Every year on my birthday, people ask, “How does it feel to be another year older?” Well, normally for me, it’s like nothing has changed, except the number I rattle off after a moment’s pause when someone asks me how old I am. But this year, I celebrated my birthday in France, and not with my family. So the realization of being a full year older went slightly eclipsed by the renewed realization that I was in France (it hits you over and over again.. I don’t think I’ll ever stop being pleasantly surprised that I’m actually in Europe).
On my actual birthday, my amazing friends who are super sweet took me out to a birthday galette lunch, where I had creme brulée for dessert. I love that I can say stuff like that casually about my life. I love France.
As another example of how different life here is from back home, I didn’t have to look further than the little excursion my MUN group and I took to work with a local high school’s MUN. In preparation for the upcoming ILYMUN conference, the girls of SYA’s MUN team participated in a mock debate at VHB (a lycée located a quick Metro ride from Villa Alverez). Speaking in an amalgamation of French and English (theirs had a surprising slight British accent), it was neat to see how MUN works in France and to meet more French kids. Plus, there’s nothing quite like a mock UN resolution that references Beyoncé, to brighten up your day.

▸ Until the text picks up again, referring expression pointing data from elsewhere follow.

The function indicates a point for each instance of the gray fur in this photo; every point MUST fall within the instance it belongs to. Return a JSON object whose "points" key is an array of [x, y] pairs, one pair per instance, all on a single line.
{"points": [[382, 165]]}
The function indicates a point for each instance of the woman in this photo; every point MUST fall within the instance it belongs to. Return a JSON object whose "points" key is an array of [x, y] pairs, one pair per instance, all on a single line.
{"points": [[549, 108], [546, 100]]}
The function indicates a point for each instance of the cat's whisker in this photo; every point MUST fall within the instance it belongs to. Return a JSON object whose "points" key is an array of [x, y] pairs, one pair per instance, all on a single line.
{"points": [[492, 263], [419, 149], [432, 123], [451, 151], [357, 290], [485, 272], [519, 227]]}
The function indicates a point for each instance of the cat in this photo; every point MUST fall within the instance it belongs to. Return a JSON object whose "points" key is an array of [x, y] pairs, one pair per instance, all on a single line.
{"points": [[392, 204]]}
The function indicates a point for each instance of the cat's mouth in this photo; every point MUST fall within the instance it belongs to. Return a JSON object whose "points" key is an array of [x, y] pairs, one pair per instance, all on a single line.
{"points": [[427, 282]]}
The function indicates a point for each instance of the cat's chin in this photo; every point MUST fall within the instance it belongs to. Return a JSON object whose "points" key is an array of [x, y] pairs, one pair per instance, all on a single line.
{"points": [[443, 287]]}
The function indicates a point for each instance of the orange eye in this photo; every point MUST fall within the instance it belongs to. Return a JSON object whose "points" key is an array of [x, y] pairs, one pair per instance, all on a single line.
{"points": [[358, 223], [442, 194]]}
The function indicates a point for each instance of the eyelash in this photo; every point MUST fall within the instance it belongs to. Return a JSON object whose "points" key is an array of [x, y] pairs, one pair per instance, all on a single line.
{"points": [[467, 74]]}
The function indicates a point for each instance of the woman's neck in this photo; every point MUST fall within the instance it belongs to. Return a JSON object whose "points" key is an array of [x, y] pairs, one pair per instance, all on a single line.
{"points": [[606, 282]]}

On Saturday, after slogging through various renditions of Hamlet’s “To Be or Not to Be” soliloquy and having attempted to memorize both dialogues from a scene in Parfum: L’Histoire d’un Meurtrieur by Patrick Suskind, I had a birthday double-whammy. Starting in the afternoon, I celebrated with my host family, tofu (for the first time since I’ve been in France so it was kind of a big deal), two cakes (one chestnut, the other chocolate chip) and a scarf (clearly my host family has noticed my obsession… Happy birthday to me :D). In the evening, my friends and I wined and dined ourselves at a cute pizzeria in the Medieval quarter, followed by a rousing game of Cards Against Humanity (Apples to Apples for Teenagers).
Looking back, I have a distinct feeling that my time in France is going to be characterized by days like this Saturday: lots of writing, fun times with my host family and casual nights out with my friends. The French have the balance between work and play down to a science, and I think that maybe some of that savoir-faire is starting to rub off on me.